So the first 3.5 months of 2017 have been a roller coaster, training wise. I do not feel as if I am in race shape and my ambitious time goals for the first half of the year feel out of reach.
I’m trying to shift my perspective.
Instead of seeing this as a failure, I’m shifting to a big single goal for 2017: a sub 3:45 marathon at the Toronto Waterfront Marathon on October 22, 2017. We’ll be six months out from this in a few weeks. So now, instead of getting faster and viewing Mississauga as my goal race, I’m seeing this time as a base-building opportunity so I can hit the ground running in June when my 16-week marathon training program starts.
This feels a bit like a failure. But I’m trying to see it as a learning opportunity.
I can’t commit to a difficult work season and a difficult training season and hope the weather is on my side.
I can’t burn myself out in the first six months of the year.

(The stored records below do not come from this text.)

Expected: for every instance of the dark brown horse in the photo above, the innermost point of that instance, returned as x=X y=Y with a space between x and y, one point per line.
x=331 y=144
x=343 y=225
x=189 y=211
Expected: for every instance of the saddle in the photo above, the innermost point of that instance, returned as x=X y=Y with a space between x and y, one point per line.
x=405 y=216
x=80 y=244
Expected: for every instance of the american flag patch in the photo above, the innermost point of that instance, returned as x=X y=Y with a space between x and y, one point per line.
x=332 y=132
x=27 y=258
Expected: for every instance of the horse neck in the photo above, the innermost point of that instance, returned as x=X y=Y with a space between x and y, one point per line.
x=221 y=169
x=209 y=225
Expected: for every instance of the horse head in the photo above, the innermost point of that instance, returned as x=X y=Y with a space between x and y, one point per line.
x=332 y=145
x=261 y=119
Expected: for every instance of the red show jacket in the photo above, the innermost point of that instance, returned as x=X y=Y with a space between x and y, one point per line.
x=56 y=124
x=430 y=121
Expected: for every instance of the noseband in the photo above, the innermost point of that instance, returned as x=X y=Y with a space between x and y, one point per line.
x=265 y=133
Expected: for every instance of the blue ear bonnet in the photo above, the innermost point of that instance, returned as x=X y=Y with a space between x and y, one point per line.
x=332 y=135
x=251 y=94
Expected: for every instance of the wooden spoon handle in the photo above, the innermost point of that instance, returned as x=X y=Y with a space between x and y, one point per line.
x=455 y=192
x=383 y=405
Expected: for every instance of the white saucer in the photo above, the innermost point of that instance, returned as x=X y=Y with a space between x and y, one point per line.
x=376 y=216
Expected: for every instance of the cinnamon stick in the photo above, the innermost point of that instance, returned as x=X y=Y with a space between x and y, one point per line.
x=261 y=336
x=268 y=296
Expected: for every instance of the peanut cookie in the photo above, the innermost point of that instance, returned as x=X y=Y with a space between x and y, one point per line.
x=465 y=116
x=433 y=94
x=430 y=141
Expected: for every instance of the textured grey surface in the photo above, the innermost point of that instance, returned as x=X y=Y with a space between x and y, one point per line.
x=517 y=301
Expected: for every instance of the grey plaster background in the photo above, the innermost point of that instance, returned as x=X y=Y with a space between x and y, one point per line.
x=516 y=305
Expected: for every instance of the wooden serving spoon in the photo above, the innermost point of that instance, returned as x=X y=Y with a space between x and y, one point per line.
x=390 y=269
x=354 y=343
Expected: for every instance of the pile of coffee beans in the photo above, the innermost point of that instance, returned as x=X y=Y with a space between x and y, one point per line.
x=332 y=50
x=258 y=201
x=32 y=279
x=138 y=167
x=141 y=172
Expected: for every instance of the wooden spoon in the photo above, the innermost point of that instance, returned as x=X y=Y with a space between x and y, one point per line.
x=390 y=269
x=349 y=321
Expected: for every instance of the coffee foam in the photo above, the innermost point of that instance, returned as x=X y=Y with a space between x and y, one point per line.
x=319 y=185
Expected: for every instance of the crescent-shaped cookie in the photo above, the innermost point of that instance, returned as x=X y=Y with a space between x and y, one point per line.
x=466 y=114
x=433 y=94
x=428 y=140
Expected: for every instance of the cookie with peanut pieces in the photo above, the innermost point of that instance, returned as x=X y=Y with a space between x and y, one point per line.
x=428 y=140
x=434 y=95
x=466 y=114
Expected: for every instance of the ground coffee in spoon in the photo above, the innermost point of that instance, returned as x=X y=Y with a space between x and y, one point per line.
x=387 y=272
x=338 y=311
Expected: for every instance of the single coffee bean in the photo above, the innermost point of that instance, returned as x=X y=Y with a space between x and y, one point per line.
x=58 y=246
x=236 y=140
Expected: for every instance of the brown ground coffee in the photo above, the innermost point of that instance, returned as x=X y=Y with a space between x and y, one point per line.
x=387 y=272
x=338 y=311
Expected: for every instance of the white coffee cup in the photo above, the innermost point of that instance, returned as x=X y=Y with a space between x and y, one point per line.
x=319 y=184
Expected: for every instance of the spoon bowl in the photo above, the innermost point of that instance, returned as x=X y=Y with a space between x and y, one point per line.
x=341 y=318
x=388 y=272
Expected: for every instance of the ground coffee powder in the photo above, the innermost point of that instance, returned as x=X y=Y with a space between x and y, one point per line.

I’ve made a lot of progress in my running, but I need to set achievable goals with do-able action plans.
I need to prioritize my training over other leisure activities and other fitness. I once had a basketball coach that said my priorities should be “Family. School. Basketball. Everything else.” Today, it should be “Family. Work. Running. Everything else.” if I want to achieve my goals. And if those priorities don’t work for me, well then I should change my goals.
Right now, I’m thinking about what my life would look like if I truly prioritized things that way. I think I’m into it, but it seems like a lot.
But is that fear of failure talking?